Plus que jamais, sur son nouvel album solo, Fred Hersch se révèle comme LE pianiste du care, ce mouvement de fond des sociétés occidentales consistant à prendre soin de notre environnement humain et non-humain, particulièrement essentiel pendant la crise pandémique. Pendant le confinement printanier, il s’était lancé le défi de publier un morceau quotidien via facebook, diffusant des ondes résilientes d’excellence jazzistiques. C’est alors que germe l’idée d’un album solo, enregistré chez lui, dans sa maison de Pennsylvanie bâtie autour de son vénérable Steinway quinquagénaire. Mais, habité par le démon de la création, il ne se contente pas de reprendre ses défis publiés sur les réseaux sociaux : foin des GAFAM, la vocation de l’artiste est d’être libre. Et il est libre, Fred. Libre de trancher le nœud gordien d’une impossibilité de se produire en public, lui qui aime plus que tout à proposer des disques live. Il le fait avec toute sa bienveillante rigueur rythmique et harmonique, sans jamais, au grand jamais, négliger le chant des thèmes retenus.

Ainsi de son approche incisive de standards pop, sur lesquels son piano chante, plus qu’il n’est joué, dérivant de la mélodie originelle pour mieux nous faire voyager au-delà de nos espaces de confinement domestiques. Les histoires d’amour contrariées par l’éloignement comme « Wichita Lineman » (hit country des années soixante) ou « All I Want » de Joni Mitchell résonnent d’une mélancolie globalisée par la réclusion sanitaire. Éludant tout pianisme, il se fait d’autant plus percussif que la touche du Ré situé à côté du Do médian de son instrument présente quelque imperfection dans le toucher, ce qui le conduit à un palier insoupçonné de vigueur instrumentale. Cette dernière n’est pas sans l’inciter à asséner quelque message politique subliminal. Son interprétation rageuse (et rag pourrait-on dire) de « Get Out of Town » de Cole Porter, il l’a voulue comme une injonction adressée à Trump, voire à ses partisans. Sa livraison de l’incunable « After You’ve Gone », composé pendant l’épidémie de grippe espagnole en 1918, sort des sentiers battus des cadences harmoniques tonales pour se faire modale, acquérant des atours d’hymne à l’émancipation.

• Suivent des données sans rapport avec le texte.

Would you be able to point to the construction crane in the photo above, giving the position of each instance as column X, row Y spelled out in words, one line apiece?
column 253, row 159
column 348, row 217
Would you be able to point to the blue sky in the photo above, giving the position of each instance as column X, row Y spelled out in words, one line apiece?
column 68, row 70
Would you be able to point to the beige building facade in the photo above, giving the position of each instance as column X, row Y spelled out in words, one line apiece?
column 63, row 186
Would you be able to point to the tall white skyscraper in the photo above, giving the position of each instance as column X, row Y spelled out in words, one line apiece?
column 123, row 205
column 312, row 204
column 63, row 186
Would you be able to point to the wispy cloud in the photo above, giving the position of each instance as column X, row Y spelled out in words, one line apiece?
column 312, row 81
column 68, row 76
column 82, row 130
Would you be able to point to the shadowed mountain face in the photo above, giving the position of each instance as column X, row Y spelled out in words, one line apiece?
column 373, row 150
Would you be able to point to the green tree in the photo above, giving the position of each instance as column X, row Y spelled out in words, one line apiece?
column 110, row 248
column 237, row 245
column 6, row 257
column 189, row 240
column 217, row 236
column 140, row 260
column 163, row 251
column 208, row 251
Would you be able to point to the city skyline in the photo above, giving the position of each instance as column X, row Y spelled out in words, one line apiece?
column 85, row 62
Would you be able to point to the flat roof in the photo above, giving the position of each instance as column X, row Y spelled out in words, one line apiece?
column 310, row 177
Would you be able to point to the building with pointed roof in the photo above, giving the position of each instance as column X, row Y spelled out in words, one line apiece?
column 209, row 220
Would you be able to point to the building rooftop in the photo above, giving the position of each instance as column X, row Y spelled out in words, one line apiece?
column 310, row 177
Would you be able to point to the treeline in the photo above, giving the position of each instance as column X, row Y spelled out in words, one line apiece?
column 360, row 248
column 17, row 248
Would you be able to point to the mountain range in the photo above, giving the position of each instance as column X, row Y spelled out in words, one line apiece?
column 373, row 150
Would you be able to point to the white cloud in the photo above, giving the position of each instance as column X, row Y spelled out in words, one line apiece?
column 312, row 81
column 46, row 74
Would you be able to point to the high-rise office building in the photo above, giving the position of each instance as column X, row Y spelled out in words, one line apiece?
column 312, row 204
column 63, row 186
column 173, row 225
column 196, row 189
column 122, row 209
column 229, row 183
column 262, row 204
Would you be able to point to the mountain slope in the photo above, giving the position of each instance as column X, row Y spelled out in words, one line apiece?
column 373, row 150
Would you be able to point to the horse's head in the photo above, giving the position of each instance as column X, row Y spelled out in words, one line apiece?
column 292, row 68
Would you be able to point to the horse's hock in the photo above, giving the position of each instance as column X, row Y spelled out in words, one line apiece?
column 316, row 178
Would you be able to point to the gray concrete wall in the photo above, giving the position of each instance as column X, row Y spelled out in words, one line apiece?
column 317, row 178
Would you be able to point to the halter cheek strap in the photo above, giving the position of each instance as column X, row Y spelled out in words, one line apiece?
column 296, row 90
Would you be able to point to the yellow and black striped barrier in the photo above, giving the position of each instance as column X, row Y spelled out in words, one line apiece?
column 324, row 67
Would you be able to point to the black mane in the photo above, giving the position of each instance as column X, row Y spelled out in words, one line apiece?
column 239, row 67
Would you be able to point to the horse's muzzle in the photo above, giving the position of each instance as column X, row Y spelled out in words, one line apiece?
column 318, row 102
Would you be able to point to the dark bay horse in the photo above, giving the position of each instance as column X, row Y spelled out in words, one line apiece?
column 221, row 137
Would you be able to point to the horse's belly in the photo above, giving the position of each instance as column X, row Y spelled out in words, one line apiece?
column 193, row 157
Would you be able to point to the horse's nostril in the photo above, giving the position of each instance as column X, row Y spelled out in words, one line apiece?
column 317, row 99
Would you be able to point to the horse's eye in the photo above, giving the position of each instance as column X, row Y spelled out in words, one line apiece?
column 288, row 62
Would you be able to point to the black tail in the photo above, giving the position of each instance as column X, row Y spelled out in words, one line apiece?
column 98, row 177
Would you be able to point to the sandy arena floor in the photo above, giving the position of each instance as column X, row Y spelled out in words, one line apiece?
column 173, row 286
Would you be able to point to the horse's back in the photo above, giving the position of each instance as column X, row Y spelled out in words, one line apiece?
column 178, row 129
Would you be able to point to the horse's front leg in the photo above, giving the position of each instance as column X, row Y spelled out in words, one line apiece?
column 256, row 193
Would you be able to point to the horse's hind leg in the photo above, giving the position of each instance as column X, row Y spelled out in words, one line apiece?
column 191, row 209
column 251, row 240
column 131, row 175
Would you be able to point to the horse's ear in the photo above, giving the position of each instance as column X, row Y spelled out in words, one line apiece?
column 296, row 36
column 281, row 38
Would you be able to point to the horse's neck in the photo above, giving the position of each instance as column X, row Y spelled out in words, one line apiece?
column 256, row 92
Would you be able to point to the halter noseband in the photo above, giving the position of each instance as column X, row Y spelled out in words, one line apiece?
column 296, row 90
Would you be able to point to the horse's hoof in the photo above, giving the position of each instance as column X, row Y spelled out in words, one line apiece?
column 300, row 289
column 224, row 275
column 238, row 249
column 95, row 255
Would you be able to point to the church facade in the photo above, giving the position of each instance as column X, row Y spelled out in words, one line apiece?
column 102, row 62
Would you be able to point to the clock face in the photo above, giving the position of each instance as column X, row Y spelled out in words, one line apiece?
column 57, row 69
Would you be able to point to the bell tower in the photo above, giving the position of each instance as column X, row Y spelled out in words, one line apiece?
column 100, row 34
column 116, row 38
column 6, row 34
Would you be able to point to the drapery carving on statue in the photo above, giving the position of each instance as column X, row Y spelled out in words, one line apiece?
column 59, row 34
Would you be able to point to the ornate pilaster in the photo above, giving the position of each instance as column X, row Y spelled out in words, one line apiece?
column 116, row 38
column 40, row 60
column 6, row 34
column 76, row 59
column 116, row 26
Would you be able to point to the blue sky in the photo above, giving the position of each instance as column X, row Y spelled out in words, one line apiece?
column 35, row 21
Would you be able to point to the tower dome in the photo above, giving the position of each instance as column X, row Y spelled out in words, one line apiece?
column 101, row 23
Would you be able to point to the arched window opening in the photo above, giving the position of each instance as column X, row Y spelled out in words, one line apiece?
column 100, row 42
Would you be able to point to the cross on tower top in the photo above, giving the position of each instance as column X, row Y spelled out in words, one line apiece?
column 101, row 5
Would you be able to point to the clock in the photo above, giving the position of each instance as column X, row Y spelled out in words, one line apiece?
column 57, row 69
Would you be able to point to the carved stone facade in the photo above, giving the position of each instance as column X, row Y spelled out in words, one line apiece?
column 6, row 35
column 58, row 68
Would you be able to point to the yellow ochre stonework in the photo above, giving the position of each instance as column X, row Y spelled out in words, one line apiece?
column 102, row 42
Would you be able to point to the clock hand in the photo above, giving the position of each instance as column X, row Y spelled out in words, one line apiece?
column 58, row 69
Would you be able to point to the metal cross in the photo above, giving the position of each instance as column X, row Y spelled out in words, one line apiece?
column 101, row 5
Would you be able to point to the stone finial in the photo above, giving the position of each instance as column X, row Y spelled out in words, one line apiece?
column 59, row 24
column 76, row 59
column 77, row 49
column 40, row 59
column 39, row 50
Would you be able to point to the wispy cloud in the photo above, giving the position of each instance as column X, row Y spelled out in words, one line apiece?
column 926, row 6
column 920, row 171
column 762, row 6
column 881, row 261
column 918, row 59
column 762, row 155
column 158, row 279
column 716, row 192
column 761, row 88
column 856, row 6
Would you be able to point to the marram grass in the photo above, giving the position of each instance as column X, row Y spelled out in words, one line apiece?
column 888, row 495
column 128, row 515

N’hésitant pas à convoquer des émotions intimes, il dévoile des pans de sa biographie, avec une superbe composition dédiée à sa mère (« West Virginia Rose »), des souvenirs d’enfance (« The Water is Wide », trésor du patrimoine folklorique des Appalaches de son enfance), et un facétieux clin d’œil à son âge (« When I’m Sixty-four » des Beatles, sur lequel on peut entendre des échos du stride d’un Fats Waller). Dans ces confessions oniriques, le silence se fait notes de musique au détour d’une confondante version de « Solitude » (Duke Ellington) : la plage étendue dévolue à ce standard est un rare moment de méditation en compagnie d’un jazzman essentiel. Mais surtout, que l’espoir demeure, rappelle Hersch dès la première piste : la pièce « Wouldn’t it Be Loverly », issue de la comédie musicale « My Fair Lady » (1956), est interprétée comme une caresse adressée à l’auditeur.trice avec une inclination gospel dénonciatrice de nos sorts confinés certes, mais annonciatrice de jours heureux. On ne demande qu’à le croire.